Hi Vendors,
Position - Sr. Principal
Lead/Architect/Engineer Workload Automation (IBM)
Location - Warsaw,
IN
Type – Contract
Tivoli-TWS/IWS)
Role Overview We are seeking a Lead Workload Automation Engineer / Architect to define and drive the enterprise architecture, strategy, and operational model for IBM Tivoli/IBM Workload Scheduler
(TWS/IWS) across distributed environments (on-prem and cloud). This role sets platform standards and reference designs, leads modernization and major upgrades/migrations, governs reliability and security practices, and serves as the senior technical partner for application, databases, and infrastructure organizations to deliver resilient, scalable scheduling services for mission-critical workloads. In addition, assist and supervise two job scheduling teams.
Key Responsibilities
• Own the end-to-end architecture for the TWS/IWS platform (components,
topology, environments, integrations), including standards, patterns, and reference implementations.

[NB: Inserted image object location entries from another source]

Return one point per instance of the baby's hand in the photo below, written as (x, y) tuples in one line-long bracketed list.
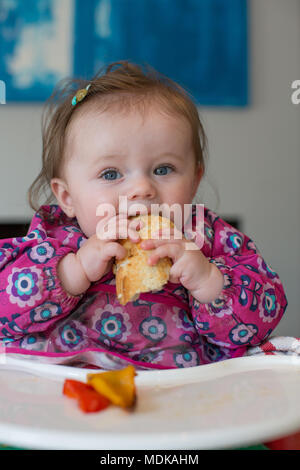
[(190, 267), (96, 256)]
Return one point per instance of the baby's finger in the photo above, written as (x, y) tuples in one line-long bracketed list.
[(113, 229), (133, 229)]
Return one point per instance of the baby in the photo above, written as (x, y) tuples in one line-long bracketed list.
[(133, 133)]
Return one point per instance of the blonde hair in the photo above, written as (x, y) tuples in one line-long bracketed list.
[(123, 83)]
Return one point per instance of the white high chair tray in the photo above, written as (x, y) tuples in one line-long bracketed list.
[(237, 402)]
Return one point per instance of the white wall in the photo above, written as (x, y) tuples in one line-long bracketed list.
[(254, 152)]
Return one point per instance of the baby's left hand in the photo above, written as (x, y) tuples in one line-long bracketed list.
[(190, 267)]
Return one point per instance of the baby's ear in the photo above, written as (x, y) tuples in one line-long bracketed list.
[(198, 176), (60, 190)]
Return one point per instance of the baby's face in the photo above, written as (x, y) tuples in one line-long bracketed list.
[(146, 159)]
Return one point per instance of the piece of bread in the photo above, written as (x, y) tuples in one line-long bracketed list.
[(133, 274)]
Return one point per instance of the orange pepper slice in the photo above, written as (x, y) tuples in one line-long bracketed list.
[(117, 385)]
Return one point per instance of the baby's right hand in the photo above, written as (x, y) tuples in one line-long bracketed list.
[(96, 256)]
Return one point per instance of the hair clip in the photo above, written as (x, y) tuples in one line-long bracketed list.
[(80, 95)]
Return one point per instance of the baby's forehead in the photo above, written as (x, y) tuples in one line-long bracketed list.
[(122, 105)]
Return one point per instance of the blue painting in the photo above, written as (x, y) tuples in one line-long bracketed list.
[(201, 44)]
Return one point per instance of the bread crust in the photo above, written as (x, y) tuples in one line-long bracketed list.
[(133, 273)]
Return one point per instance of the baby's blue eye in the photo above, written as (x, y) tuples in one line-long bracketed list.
[(109, 175), (163, 170)]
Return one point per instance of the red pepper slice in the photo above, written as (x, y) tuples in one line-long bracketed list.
[(88, 399)]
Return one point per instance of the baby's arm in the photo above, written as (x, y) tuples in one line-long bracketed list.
[(31, 294), (252, 301)]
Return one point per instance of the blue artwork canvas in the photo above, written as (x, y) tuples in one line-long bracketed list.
[(201, 44)]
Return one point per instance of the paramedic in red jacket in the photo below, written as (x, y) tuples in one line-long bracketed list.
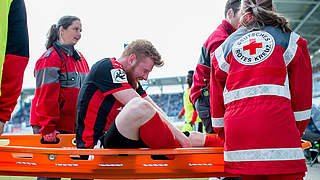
[(114, 111), (261, 95), (59, 74), (14, 55), (199, 95)]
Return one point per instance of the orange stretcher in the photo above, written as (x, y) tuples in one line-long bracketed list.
[(24, 155)]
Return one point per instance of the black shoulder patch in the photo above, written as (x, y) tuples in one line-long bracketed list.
[(48, 52)]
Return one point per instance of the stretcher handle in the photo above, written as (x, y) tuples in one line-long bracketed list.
[(142, 151), (42, 141)]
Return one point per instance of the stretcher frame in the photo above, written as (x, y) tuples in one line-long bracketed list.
[(24, 155)]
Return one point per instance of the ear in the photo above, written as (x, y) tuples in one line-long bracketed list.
[(61, 29), (230, 14), (132, 59)]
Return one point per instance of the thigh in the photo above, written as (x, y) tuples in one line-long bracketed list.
[(114, 139)]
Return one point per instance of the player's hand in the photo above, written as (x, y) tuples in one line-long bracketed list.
[(51, 137), (1, 127), (197, 139), (183, 140)]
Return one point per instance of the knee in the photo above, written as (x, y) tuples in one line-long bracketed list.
[(140, 107)]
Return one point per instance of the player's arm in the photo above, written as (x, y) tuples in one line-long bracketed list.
[(182, 139), (124, 96)]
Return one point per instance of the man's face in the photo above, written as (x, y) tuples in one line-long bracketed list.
[(139, 70)]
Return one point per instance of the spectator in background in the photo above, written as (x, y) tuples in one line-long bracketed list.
[(261, 96), (199, 95), (59, 74), (191, 119), (14, 55)]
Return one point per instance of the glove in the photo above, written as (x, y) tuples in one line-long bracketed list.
[(51, 137)]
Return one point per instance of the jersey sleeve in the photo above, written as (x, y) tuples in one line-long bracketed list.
[(141, 91), (300, 81), (109, 78)]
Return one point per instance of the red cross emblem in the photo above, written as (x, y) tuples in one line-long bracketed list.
[(252, 46)]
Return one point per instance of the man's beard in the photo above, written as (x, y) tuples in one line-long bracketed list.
[(131, 80)]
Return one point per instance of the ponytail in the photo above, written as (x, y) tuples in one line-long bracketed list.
[(257, 14), (52, 36)]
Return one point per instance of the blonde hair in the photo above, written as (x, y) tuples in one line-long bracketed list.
[(257, 14), (143, 48)]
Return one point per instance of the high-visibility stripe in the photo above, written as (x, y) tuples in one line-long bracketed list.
[(291, 50), (258, 90), (302, 115), (223, 65), (4, 9), (217, 122), (51, 75), (74, 79), (275, 154), (47, 75)]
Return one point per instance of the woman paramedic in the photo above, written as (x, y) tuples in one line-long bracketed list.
[(59, 74), (261, 95)]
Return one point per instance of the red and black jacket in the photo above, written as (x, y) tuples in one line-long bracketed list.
[(58, 82), (16, 50)]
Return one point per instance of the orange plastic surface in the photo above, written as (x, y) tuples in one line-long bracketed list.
[(24, 155)]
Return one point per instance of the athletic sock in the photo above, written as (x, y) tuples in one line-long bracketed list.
[(156, 134)]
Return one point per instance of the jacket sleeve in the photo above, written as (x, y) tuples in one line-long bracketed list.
[(300, 81), (217, 83), (47, 106)]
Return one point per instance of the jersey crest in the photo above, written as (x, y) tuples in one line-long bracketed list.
[(118, 76), (253, 48)]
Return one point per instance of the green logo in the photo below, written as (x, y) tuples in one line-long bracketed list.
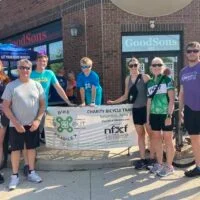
[(64, 124)]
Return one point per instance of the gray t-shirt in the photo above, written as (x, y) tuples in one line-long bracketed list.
[(24, 99)]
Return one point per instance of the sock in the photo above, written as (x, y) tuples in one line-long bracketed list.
[(16, 174), (31, 171)]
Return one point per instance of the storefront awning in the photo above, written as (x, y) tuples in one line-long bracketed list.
[(151, 8)]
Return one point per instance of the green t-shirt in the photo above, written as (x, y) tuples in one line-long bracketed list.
[(159, 104)]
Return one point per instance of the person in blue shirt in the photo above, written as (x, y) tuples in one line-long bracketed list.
[(54, 97), (47, 78), (88, 83)]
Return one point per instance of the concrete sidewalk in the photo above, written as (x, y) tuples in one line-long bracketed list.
[(62, 160), (106, 184)]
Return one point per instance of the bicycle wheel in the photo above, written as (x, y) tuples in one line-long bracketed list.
[(184, 157)]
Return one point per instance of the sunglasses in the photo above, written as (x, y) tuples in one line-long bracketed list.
[(133, 65), (192, 51), (24, 68), (157, 65), (85, 67)]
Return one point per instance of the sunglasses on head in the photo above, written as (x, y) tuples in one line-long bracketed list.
[(157, 65), (24, 68), (192, 51), (85, 67), (133, 65)]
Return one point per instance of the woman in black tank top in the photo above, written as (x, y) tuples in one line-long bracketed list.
[(3, 119), (139, 109)]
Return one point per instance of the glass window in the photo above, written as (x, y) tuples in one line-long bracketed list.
[(56, 50), (56, 66), (41, 49)]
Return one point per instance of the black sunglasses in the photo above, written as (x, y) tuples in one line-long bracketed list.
[(192, 51), (157, 65), (24, 68), (133, 65)]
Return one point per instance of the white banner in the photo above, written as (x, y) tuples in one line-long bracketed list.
[(98, 127)]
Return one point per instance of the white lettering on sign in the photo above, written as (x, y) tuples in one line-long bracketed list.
[(150, 43)]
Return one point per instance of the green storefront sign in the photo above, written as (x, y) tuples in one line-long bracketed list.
[(142, 43)]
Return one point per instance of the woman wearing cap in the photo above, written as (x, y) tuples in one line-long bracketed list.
[(3, 119), (139, 108), (160, 106)]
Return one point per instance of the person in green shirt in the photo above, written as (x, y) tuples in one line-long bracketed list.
[(160, 106)]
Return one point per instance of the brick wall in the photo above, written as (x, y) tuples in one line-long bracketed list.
[(95, 18)]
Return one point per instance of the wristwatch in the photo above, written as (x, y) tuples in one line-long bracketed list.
[(169, 116)]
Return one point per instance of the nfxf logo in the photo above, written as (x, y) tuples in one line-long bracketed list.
[(116, 129)]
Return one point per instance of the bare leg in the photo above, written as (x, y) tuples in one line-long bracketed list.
[(2, 135), (141, 140), (25, 156), (31, 158), (170, 150), (158, 144), (150, 133), (195, 139)]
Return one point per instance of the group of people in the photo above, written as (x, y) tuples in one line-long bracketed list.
[(23, 106), (25, 100), (153, 106)]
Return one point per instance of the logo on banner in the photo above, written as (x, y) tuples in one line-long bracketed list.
[(64, 124), (116, 129)]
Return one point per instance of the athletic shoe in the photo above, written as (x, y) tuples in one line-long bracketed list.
[(166, 171), (192, 173), (14, 181), (140, 164), (156, 168), (1, 179), (34, 177), (26, 170), (150, 163)]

• Provide technical oversight for additional (3rd-party) job scheduling
platforms where used; establish operating standards, integration patterns, and support processes to ensure consistent controls and reliability.
• Lead enterprise-scale installations, upgrades, and migrations; define
cutover/rollback strategies, coordinate change windows, and ensure readiness across dependent teams.
• Lead assessments of legacy scheduler instances and batch frameworks to
identify candidates for retirement, consolidation, or migration; produce target-state recommendations, sequencing/roadmaps, and risk-based migration plans.
• Define reliability engineering practices for workload automation:
availability targets, capacity planning, performance tuning, monitoring/alerting, and continuous improvement.
• Design and validate high-availability and disaster recovery solutions
(including DB2 HADR where applicable); plan and execute regular DR tests and remediate gaps.
• Establish governance for workload onboarding and job design: scheduling
standards, dependency modeling, naming conventions, calendars, critical path optimization, and SLA/SLO management.
• Architect and productionize automation for platform operations and
self-service (e.g., provisioning, reporting, batch controls) using shell/Python/Perl and enterprise tooling.
• Own security and compliance posture: access model (LDAP/SSO),
least-privilege controls, audit evidence, vulnerability remediation, and secure configuration baselines.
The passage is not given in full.